The Death of Mrs. Westaway by Ruth Ware

One for sorrow,

Two for joy,

Three for a girl,

Four for a boy,

Five for silver,

Six for gold,

Seven for a secret,

Never to be told.        

On a day that begins like any other, Hal receives a mysterious letter bequeathing her a substantial inheritance. She realizes very quickly that the letter was sent to the wrong person—but also that the cold—reading skills she honed as a tarot card reader might help her claim the money. Soon, Hal finds herself at the funeral of the deceased…where it dawns on her that there is something very, very wrong about this strange situation and the inheritance at the center of it.

You have two roads ahead of you, but they twist and turn….You want to know which you should take.

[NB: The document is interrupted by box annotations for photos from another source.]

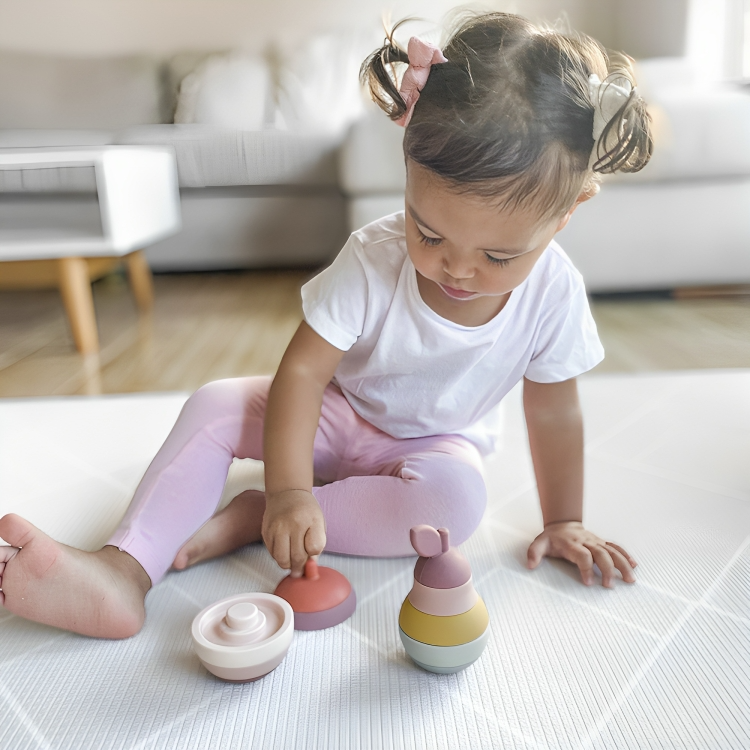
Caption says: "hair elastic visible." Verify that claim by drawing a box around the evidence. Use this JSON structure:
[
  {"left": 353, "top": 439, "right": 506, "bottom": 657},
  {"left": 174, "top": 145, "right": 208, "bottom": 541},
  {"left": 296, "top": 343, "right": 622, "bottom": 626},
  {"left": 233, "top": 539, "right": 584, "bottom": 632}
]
[
  {"left": 394, "top": 36, "right": 448, "bottom": 128},
  {"left": 589, "top": 73, "right": 635, "bottom": 142}
]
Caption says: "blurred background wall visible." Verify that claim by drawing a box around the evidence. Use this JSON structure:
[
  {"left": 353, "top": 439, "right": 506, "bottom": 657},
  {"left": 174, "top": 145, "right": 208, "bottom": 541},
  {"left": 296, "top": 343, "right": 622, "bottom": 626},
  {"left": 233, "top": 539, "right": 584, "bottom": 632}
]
[{"left": 0, "top": 0, "right": 692, "bottom": 57}]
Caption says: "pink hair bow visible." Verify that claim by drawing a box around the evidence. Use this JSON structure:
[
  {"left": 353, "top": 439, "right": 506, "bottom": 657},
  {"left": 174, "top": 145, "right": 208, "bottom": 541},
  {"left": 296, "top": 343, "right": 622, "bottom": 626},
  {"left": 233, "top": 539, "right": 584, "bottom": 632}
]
[{"left": 395, "top": 36, "right": 448, "bottom": 128}]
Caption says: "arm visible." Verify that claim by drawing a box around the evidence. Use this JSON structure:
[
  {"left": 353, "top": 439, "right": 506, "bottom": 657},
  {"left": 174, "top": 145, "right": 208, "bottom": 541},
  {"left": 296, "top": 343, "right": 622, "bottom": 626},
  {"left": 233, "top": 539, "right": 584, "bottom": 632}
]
[
  {"left": 262, "top": 322, "right": 344, "bottom": 577},
  {"left": 523, "top": 378, "right": 637, "bottom": 587}
]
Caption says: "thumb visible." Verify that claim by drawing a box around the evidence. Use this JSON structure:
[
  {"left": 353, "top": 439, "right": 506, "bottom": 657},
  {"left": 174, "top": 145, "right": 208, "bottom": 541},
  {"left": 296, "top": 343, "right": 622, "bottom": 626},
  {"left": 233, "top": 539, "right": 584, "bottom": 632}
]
[{"left": 526, "top": 534, "right": 549, "bottom": 570}]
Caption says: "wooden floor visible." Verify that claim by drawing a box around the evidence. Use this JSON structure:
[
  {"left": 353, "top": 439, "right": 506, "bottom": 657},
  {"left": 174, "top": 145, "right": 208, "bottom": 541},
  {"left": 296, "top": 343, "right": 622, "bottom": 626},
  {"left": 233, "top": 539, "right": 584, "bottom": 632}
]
[{"left": 0, "top": 271, "right": 750, "bottom": 398}]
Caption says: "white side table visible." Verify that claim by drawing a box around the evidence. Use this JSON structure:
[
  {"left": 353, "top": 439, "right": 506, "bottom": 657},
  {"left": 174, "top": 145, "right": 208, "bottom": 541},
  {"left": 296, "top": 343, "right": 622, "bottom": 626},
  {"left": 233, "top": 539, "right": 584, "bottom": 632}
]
[{"left": 0, "top": 146, "right": 181, "bottom": 353}]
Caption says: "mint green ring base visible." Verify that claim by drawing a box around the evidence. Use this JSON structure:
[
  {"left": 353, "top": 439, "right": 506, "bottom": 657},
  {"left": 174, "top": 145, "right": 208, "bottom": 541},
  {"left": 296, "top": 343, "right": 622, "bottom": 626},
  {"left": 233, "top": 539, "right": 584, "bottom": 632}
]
[
  {"left": 412, "top": 658, "right": 474, "bottom": 674},
  {"left": 398, "top": 628, "right": 490, "bottom": 674}
]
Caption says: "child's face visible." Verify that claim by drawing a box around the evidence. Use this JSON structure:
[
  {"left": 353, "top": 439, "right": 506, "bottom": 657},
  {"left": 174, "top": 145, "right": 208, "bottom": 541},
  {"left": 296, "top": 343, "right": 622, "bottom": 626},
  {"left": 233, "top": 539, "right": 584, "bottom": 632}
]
[{"left": 406, "top": 161, "right": 573, "bottom": 325}]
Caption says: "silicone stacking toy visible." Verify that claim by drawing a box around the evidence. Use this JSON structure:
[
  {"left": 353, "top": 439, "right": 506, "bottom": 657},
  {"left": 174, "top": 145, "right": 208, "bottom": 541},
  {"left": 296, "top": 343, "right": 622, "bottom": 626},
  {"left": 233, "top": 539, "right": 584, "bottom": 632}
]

They mystery surrounding Hal’s past kept me intrigued, but it was really Hal’s character that kept me turning pages. Her character is what I loved most about this book. Hal has spent most of her life observing versus being the center of attention, which has enabled her to master reading people. She can use this skill to deceive, but she has a generous nature. At the same time, she is also fighting to survive and must take what she can. Her character exemplifies the notion that those who observe are more powerful than those who need to be at the center of attention.

You can’t influence fate, or change what’s out of your control. But you can choose what you yourself do with the cards you’re dealt.

Trespassen House also plays a large role. The thickly woven atmosphere surrounding the house, transported me. Even though the events take place in the current moment, I felt like I had gone back in time while reading this as it is reminiscent of classic mysteries. The tarot card readings and the constant presence of magpies contributed to this feeling.

This is not a book focused on fast-paced action, but rather the slow unveiling of nuances surrounding the mystery. Subtle clues are planted throughout, but all does not come together until the end. This is a mystery with many layers; I found it intriguing, intelligent, and entertaining.